2. Describe your environment:
OS Information: Linux
Package Version: 6.1.8
Service logs, configurations, and environment variables: shards:1 replicas: 0
3. What steps have you already taken to try and solve the problem?
I searched the forum, and googled. Documentation is minimal on datanode and remove action.
This operation will require you to interface with the Opensearch API, you can do this be pulling a client cert from the Graylog UI under cluster config.
Assuming the second Graylog Data Node has been added to the cluster, you could disable routing to the older node with the below.
PUT _cluster/settings
{
"transient": {
"cluster.routing.allocation.exclude._ip": "OLD_DATA_NODE_IP"
}
}
Once that is done you should be able to see the shards drain off of the old node down to zero.
GET _cat/shards?v
Assuming the indices are comprised of a single shards and without replicas this should be a safe operation. Once the node is drained of shards it can be shutdown.
@Wine_Merchant what’s is your guess in regards to removing a datanode: Does graylog do it gracefully or else in my case, it would lead to a data loss? I guess my question is about what goes on under the hood, when I click ‘Remove’.
Managed to move all shards to new datanode via API by using a new client cert with all_access role. Thanks @Wine_Merchant . I’m still not able to retire the old node though. There are two complications:
turns out Graylog has some internal shards that it uses which’re set to non-zero replicas. In any case, these replicas can be discarded since they have primaries.
Before removing old datanode, I can’t make sure graylog is in a good state since if the node is disabled, graylog throws ‘cluster_manager_not_discovered_exception’. it looks like graylog is working ok but the new datanode can’t take over the datanode cluster master role due to quorum issue I think.
Now that I think about this again, shouldn’t Graylog web UI automatically handle routing when I click “Remove” and if it’s not possible prompt an error to the user.
makes sense.
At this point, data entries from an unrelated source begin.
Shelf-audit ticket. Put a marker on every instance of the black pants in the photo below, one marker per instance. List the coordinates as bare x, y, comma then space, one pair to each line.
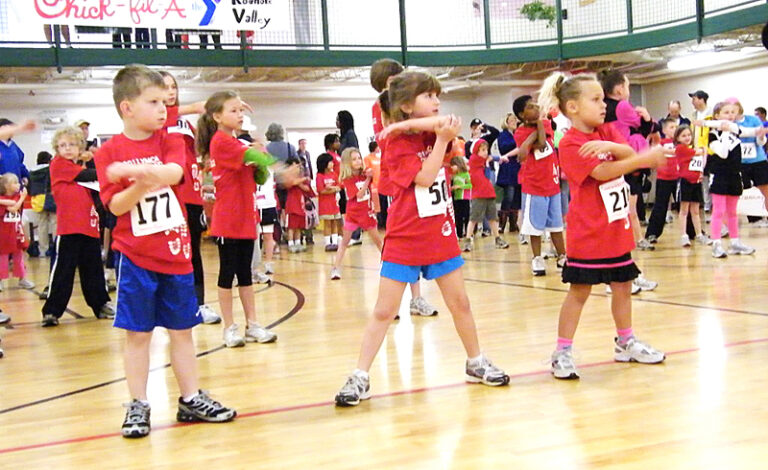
83, 253
235, 260
196, 227
461, 209
664, 191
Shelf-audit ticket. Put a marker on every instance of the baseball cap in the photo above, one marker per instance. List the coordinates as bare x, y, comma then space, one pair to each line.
703, 95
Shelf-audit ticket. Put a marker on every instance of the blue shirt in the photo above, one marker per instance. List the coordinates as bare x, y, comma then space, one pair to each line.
752, 121
12, 160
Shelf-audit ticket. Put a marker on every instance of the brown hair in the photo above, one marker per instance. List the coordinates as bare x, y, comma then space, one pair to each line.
131, 81
404, 88
381, 70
So if quorum is not issue, i.e. if I have 3 datanodes, graylog will automatically handle allocation of shards if I click remove on a datanode?
I ran a quick test, spun up a 3 node cluster and created an index with 3 shards which were equally placed across all three nodes. Upon removal of node1, cluster remains green and node1’s shards are now on node3.
It appears that adding the node1 back to the cluster, shards require a manual rebalance to move them back.